Heart of the Swarm will also contain new units, and a fresh single player campaign. Blizzard anticipates that this will bring a fresh crop of casual players to the Starcraft 2 scene.

TNW specifically asked if there are now too many Starcraft 2 tournaments, a question based on the fact that IGN and MLG are hardly the only players in the space. Korean and European tournaments often land on conflicting dates with North American events, forcing certain players to miss key events, or to suffer from whiplash-esque jetlag as they fly to and fro. Mike’s take was that there aren’t too many, but that more organization is needed to keep things straight.

However, Blizzard itself doesn’t want to assume that role. The company wants to work with both its partners and the larger community, but doesn’t want to “run the scene.” This approach is in direct contrast with Riot Games, creator of League of Legends, which takes a more direct role in its game’s management.

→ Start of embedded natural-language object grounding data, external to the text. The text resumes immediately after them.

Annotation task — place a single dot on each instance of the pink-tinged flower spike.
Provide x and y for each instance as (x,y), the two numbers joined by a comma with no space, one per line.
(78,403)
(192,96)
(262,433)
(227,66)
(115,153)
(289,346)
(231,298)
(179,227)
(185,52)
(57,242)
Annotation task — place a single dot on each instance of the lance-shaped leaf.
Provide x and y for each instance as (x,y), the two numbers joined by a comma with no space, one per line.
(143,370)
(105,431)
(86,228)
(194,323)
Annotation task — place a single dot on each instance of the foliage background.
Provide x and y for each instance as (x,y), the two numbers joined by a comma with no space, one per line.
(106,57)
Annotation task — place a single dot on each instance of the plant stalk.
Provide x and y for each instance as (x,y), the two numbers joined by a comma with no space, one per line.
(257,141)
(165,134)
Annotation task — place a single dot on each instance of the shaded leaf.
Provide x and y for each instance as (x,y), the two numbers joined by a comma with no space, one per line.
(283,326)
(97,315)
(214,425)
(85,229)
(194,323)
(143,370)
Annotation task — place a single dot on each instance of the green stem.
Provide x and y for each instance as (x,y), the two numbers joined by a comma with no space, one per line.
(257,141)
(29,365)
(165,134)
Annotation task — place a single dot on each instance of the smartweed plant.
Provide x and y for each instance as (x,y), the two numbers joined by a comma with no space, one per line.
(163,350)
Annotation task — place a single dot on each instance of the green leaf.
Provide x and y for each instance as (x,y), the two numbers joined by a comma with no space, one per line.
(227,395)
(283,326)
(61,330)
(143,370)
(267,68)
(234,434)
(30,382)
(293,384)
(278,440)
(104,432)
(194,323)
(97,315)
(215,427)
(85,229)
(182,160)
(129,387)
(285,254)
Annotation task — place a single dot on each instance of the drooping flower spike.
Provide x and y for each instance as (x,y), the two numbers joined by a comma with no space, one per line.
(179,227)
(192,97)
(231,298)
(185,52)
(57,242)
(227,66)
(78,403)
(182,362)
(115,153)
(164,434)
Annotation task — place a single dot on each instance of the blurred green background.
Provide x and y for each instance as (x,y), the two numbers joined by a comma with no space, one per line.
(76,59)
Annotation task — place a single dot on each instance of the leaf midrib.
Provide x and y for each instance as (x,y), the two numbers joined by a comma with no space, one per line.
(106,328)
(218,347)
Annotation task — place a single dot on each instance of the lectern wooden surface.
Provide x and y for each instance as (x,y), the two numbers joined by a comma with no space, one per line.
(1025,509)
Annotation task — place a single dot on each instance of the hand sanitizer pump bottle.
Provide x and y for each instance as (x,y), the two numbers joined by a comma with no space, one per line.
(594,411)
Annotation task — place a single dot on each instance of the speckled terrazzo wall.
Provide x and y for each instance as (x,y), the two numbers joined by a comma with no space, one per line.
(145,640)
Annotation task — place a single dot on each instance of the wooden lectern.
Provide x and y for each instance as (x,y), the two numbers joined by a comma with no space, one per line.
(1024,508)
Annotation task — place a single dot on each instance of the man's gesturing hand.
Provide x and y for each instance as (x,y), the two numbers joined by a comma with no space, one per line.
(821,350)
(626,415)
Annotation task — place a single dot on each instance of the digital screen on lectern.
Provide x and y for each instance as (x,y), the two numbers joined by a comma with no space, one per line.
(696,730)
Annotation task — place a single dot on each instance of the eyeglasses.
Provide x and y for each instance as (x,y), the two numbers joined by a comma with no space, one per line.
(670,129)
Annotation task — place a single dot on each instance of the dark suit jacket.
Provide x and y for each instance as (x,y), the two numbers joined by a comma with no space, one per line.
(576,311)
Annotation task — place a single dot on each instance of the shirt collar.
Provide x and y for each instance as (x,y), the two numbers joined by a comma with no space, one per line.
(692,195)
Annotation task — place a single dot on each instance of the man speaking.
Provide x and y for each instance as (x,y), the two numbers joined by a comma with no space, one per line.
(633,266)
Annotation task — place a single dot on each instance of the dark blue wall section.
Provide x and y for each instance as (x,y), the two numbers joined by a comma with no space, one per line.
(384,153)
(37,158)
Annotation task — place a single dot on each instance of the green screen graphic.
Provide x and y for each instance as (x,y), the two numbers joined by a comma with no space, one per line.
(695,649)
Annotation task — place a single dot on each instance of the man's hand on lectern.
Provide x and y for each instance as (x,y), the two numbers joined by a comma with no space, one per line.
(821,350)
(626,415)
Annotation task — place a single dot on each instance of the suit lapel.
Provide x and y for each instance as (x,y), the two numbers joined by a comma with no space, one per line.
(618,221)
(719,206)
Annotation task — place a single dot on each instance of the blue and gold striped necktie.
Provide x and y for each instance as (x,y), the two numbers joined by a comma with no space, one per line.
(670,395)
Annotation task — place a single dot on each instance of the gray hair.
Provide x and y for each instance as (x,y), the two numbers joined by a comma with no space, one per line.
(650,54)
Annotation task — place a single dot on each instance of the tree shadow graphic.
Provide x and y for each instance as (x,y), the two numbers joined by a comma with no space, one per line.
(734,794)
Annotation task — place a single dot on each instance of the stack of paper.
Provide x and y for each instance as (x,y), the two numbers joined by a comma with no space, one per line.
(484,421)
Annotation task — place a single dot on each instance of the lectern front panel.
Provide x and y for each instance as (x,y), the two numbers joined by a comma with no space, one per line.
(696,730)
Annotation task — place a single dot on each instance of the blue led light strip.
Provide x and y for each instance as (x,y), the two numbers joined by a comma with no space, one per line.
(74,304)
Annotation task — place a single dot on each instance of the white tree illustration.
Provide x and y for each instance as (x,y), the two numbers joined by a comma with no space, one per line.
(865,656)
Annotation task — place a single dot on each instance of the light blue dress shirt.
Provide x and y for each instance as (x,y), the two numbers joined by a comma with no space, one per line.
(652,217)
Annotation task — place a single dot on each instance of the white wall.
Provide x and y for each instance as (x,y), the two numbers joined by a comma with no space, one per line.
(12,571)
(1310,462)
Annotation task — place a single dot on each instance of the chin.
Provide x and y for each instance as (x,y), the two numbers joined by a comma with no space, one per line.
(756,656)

This is not to say that Blizzard is making a mistake. The company has a storied history of creating hit games, such as the Warcraft and World of Warcraft titles, not to mention the entire Starcraft franchise.

Viability

Certainly, esports has proven that it can deliver a large audience, both in person and virtually. At the same time, the economics of professional teams have been mostly sorted out. What has not yet, at least in North America, been completely solved is the financial viability of large events.

It’s not cheap to host 10,000 people inside of Vegas’ hottest hotel. And spending six figures on cash prizes isn’t always easy to recoup.

For esports to reach something like its full height, advertising rates need to grow, and fill rates need to strengthen. CBSi is working on the issue for MLG, Twitch.tv and the North American Starleague, but much work remains to be done.

In 2013, if advertising across livestreamed content could be improved, that alone could provide the lifeblood to take esports from something that could exist at a medium size for some time, to a much higher plane.

IGN has a five-year plan. MLG has fresh cash from investors. The North American Star League is on for at least two more seasons.

The games, players, fans, and tournaments are in place for esports to become a multiple of its current size. 2013 will perhaps be the year we find out if competitive gaming can muster and execute to its full potential.

I’ll be watching.

Disclosure: IGN flew me out for the event, and paid for my lodging for the event’s duration. TNW covered all other expenses, naturally.